COURS d’OLÉOLOGIE à LYON vendredi 15 mai 2020

Le prochain cours d’Oléologie se déroulera à Lyon le vendredi 15 mai 2020. Sept heures de formation intensive et un déjeuner partagé en toute convivialité pour mieux comprendre l’univers de l’huile d’olive, son élaboration et ses qualités. Vous découvrez la culture de l’olivier, les méthodes d’extraction et les exigences de rigueur et de savoir-faire à chaque étape du processus. Vous apprenez les bases de la dégustation organoleptique afin de reconnaitre les fruités, d’apprécier les typicités et intensités et de savoir détecter les principaux défauts.

Pour en savoir plus et vous inscrire : cours d’oléologie

Ils en parlent : Livre d’Or

 

Huile d’olive en terre de vin

Le 14 février dernier j’ai eu le plaisir d’animer un atelier d’oléologie à l’invitation de la Tonnelerie Baron à Saintes. Les échanges avec les directeurs de domaines, maîtres de chais et journalistes conviés à cet évènement ont été passionnants. L’univers de l’huile d’olive est en effet proche de celui du vin par le soin, la rigueur, la technicité, la créativité qu’il exige. Nous sommes aussi liés par la quête des arômes, le fruité pour l’huile, que l’on veut nets, intenses, complexes, persistants. L’analyse organoleptique d’une sélection d’huiles françaises et étrangères aura été lors de cet atelier une entrée en matière pour ces spécialistes du vin qui ont été curieux de comprendre et d’apprécier la complexité, la richesse et la diversité de l’huile d’olive.

 

24 janvier 2020 : nouveau cours d’Oléologie à LYON

Le prochain cours d’Oléologie se déroulera à Lyon le vendredi 24 janvier 2020. Sept heures de formation intensive et un déjeuner partagé en toute convivialité pour mieux comprendre l’univers de l’huile d’olive, sa fabrication et ses qualités. Vous découvrez la culture de l’olivier, les méthodes d’extraction et les exigences de rigueur et de savoir-faire à chaque étape du processus. Vous apprenez les bases de la dégustation organoleptique afin de reconnaitre les fruités, d’apprécier les typicités et intensités et de savoir détecter les principaux défauts.

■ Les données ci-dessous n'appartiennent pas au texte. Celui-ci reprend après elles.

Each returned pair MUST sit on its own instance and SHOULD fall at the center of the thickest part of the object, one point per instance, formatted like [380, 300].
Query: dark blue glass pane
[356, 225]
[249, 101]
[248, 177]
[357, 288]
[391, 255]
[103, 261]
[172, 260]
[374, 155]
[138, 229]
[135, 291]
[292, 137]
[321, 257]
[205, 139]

Pour en savoir plus et vous inscrire : cours d’oléologie

Ils en parlent : Livre d’Or

Retour du 1er championnat international SAVANTES de dégustateurs d’huile d’olive

Les 4 et 5 octobre 2019  s’est déroulé à Priego De Cordoba en Andalousie le premier championnat international de dégustateurs d’huile d’olive SAVANTES (www.savantes.org). Il rassemblait 13 équipes originaires d’Afrique du Sud, de Hollande, de Grèce, de France et d’Espagne qui se sont qualifiées lors de championnats nationaux.

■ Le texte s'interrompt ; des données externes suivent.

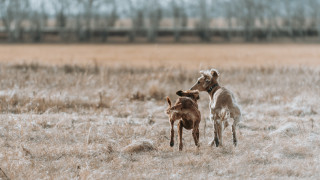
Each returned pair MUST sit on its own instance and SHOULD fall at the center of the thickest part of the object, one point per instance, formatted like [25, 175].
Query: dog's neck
[212, 89]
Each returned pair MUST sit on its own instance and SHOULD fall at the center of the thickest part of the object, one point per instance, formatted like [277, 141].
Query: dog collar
[212, 87]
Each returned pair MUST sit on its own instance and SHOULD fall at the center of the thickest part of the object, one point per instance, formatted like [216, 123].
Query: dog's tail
[169, 102]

Chaque équipe était composée de 3 personnes et la France était représentée par l’équipe TEAM de NÎMES (Hélène Lasserre, Julie Carou, Lotus Hannoun) et l’équipe TRIOLEI (Laure Choquin, Estelle Delatolas, Sophie Delpuech).

Quatre épreuves réparties sur 2 jours (2 individuelles et 2 collectives) ont permis de tester et éprouver les compétences des dégustateurs en matière de reconnaissance variétale, reconnaissance de terroirs, détection et détermination de défauts, analyse de blend. Les huiles proposées à la dégustation venaient d’Europe mais aussi d’Afrique du Sud, d’Argentine, d’Australie…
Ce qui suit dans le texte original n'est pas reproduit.